Will we ever have another OVA action anime boom?
OVA
Probably not. TV replaced OVAs as a means of advertising a manga.
>Will we ever have another OVA action anime boom?
There was a brief uptick in ONAs, Original Net Animations some years back.
Case in point, this spawned the Nyarko series.
do ovas even still exist?
ovas as in standalone ones no just extra episodes
kyousougiga started off as ona
Net show Nyaruko is still my favorite, and they really should've kept Atoko in the anime.
Home video as we knew it then is pretty dead in the water I'm afraid. A lot of those OVAs where made to cash in on the VCR and Laser Disc boom. If anything there should be more a push for more online distribution. I'm honestly shocked Japan hasn't tried to pull it's own netflix stunt and get originals made that way.
I think only OVAs are hentai now.
I don't know why more studios don't make OVA and stream them for moneys.
Streaming is in a huge contraction right now. Netflix just lost billions in value.
>they really should've kept Atoko in the anime.
She's Best Girl imo.
Well, maybe they shouldn't have streamed liquid diarrhea.
Maybe, but it's going to be full CGIshit. Remember Gantz: O (amazing), BLAME! (ok) and Lupin (good)? Don't be surprised with more stuff like this, but on Prime and HBO max.
I just want anime where people and things actually move.
Thing is they were never actually profitable. Their business model was predicated on half of the world buying a subscriotion one day. Then Disney and everyone else started making their own services and taking stuff off Netflix while flooding the market.
A better question is why wasn't there an ONA boom in the same way as the OVA boom of the 80s? Is it because the internet made that idea redundant? Is it because the only worthwhile outlet for releasing ONAs is Netflix?
cause you had to buy ovas where as ona are either free or on subscription service
OVAs were stuck on home video, in Japan, mainly in the 80s, where the average DVD cost like ¥9000 and people had money to burn. Since the profit margins were higher than getting it aired on TV they remained viable until streaming matured. Streaming is practically the same as negotiating broadcast on TV. The margins aren't there especially to justify higher frame count and irregular release schedule.
Streaming is not in a contraction whatsoever. It's still aggressively growing. Netflix lost billions in value because their competitors are trying to eat more of the streaming pie and the current macroeconomic situation is looking bad for everyone i.e. potential recession, inflation, and so on. Netflix has effectively lost its first-mover advantage.
I don't know about Japan but there aren't any Blockbusters or other video stores in my neighbourhood anymore. If people wanna skip the theatre or network tv they just release on Netflix or online or whatever now.
Because the market turned towards subscription based services, not paying for individual pieces of content. This incentivizes appeal to mass audience and generic inoffensive crap instead of niche stuff like OVAs, where a relatively small group of dedicated fans can support the production
Streaming, as an economic model, is closer to TV than to OVAs.
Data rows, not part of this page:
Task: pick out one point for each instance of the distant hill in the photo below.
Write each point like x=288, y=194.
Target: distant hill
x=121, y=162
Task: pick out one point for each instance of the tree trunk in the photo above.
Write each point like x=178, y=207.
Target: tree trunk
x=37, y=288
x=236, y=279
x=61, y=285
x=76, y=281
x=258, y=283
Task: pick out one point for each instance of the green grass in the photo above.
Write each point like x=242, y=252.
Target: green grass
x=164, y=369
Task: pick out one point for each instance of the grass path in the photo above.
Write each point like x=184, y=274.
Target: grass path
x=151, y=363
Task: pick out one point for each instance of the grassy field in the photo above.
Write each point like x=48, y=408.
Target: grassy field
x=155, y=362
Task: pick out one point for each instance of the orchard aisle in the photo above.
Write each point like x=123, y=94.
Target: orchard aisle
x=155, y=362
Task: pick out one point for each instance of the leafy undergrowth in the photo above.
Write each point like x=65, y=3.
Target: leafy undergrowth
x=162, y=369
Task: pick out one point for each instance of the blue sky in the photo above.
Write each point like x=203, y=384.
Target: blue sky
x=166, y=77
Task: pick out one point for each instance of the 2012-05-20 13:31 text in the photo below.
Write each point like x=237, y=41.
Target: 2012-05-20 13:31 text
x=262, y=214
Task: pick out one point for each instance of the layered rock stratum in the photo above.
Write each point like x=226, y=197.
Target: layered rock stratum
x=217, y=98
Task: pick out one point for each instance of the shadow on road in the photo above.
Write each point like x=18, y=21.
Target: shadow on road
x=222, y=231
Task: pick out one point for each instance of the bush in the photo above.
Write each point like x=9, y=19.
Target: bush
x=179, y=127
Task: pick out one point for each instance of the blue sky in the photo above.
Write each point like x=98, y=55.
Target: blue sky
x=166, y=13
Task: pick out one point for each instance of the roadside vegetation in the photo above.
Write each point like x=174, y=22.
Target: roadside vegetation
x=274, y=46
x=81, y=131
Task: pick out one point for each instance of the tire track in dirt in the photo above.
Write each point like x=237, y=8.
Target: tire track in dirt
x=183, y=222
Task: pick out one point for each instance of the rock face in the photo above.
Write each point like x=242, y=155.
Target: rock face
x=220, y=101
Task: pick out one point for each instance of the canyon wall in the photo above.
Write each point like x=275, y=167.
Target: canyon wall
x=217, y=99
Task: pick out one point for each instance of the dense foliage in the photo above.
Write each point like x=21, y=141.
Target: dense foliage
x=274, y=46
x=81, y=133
The TV model is that someone buys a subscription and then they can watch whatever you have, but don't own it. The OVA model was a higher price for a one-time purchase that got you the physical item.
This is why streaming hasn't filled OVAs' niche, and probably won't do so. If anything is filling OVAs' niche, it's the "series of short theatrical movies released once every 6-12 months" trend (which some Jap sources even refer to as OVAs) and/or the crowdfunding trend. Except the former kind of got stalled for a bit because of covid, but it might be resuming now.
Another element of the OVA trend was "the ability to get past TV and theatre censorship teams"
If a show is to be broadcast on TV or shown in a theatre, it has to go through a certification or ratings board which will determine what can and can't be shown.
Dumping out a product direct to video allowed you to circumvent those censorship groups. Well, back then.
Steaming services are functionally no different from broadcasting services in that they control the content they air.